She shrank back from me, fear in her eyes the likes of which I’d only seen a few times since meeting her. She knew I had a temper. That I’d lost it in a bad way with my ex-wife back in the day. She looked like she expected that old Harold to resurface—the monster she’d heard of, but never seen.
I wondered for a moment, under the scorn of those fearful eyes, how close I was to unleashing that beast. But as I explored the thought, a thunderous voice interrupted it.
“What in the hell happened out there?”
All eyes in the hideout turned to the entrance. A figure emerged from the shadows, but even in the light, he seemed cloaked in darkness. Clad from head to toe in black leather, the seven-foot behemoth of a man barely fit under the basement’s ceiling without ducking. His skin was almost as dark as the leathers, broken only by the white of one eye and the chrome plating and glowing red light of an implant where another should have been.
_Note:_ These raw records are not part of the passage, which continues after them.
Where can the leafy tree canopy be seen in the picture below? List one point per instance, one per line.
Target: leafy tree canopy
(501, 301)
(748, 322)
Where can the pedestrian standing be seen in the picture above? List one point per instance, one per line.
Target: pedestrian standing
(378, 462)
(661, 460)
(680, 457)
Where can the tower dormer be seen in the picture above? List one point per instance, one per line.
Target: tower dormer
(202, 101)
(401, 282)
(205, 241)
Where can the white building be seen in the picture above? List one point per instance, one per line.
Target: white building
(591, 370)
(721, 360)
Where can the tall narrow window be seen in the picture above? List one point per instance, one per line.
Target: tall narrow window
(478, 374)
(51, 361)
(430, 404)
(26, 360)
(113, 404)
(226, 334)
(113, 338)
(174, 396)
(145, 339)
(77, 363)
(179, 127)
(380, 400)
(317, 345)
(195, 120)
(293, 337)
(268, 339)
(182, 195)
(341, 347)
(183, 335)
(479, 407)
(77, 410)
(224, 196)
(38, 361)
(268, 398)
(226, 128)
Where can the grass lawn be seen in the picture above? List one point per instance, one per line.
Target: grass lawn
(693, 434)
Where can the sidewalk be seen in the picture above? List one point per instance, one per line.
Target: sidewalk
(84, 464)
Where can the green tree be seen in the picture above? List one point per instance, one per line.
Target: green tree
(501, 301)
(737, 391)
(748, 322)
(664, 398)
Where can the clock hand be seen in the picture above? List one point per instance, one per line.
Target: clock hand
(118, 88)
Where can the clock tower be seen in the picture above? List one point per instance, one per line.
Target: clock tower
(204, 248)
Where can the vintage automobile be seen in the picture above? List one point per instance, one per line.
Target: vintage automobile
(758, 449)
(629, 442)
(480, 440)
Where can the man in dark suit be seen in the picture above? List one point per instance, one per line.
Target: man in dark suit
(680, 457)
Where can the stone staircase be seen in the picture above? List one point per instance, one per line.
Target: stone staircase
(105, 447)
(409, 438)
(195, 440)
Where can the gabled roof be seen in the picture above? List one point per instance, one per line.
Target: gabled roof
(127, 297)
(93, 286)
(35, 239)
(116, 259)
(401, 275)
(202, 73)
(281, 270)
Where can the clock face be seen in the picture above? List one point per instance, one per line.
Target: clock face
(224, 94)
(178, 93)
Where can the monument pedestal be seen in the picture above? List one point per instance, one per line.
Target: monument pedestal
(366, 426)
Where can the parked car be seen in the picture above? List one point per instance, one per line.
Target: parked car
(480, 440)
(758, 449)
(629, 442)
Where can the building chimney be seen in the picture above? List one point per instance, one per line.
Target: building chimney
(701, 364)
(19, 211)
I only met The Chimeras’ leader once before. Malachi gave his blessing for them to work with me when I first came to them, and after that had been a silent partner in our endeavors. But his reputation was a thing of legend, and it only took one meeting to know you didn’t want to cross the man.
The burning gaze of his cybernetic eye scanned the small crowd. “Who took my people into the middle of a goddamn riot?”
All eyes in the basement turned on Razor, who stood shaking beside the couch I’d just vacated.
Malachi stormed over to the smaller man, grabbed him by the neck, and lifted him off the ground. He strode over the shattered glass with the gangbanger in tow. His boots grinding the broken shards was the only sound in the basement other than Razor’s whimpers. Malachi slammed the smaller man into the plywood wall. It cracked under the impact and Razor flew into the space beyond to collapse on a pile of old mattresses.
“What the fuck were you thinking?” Malachi roared.
Razor struggled to right himself, but didn’t seem to even think about rising. He rubbed his neck as bruises already formed before answering. “Listen, boss. I didn’t mean for anybody to get hurt. It wasn’t our fault. It was the—”
“Why?” Malachi cut him off.
Razor’s mouth hung open like a landed fish gasping for air.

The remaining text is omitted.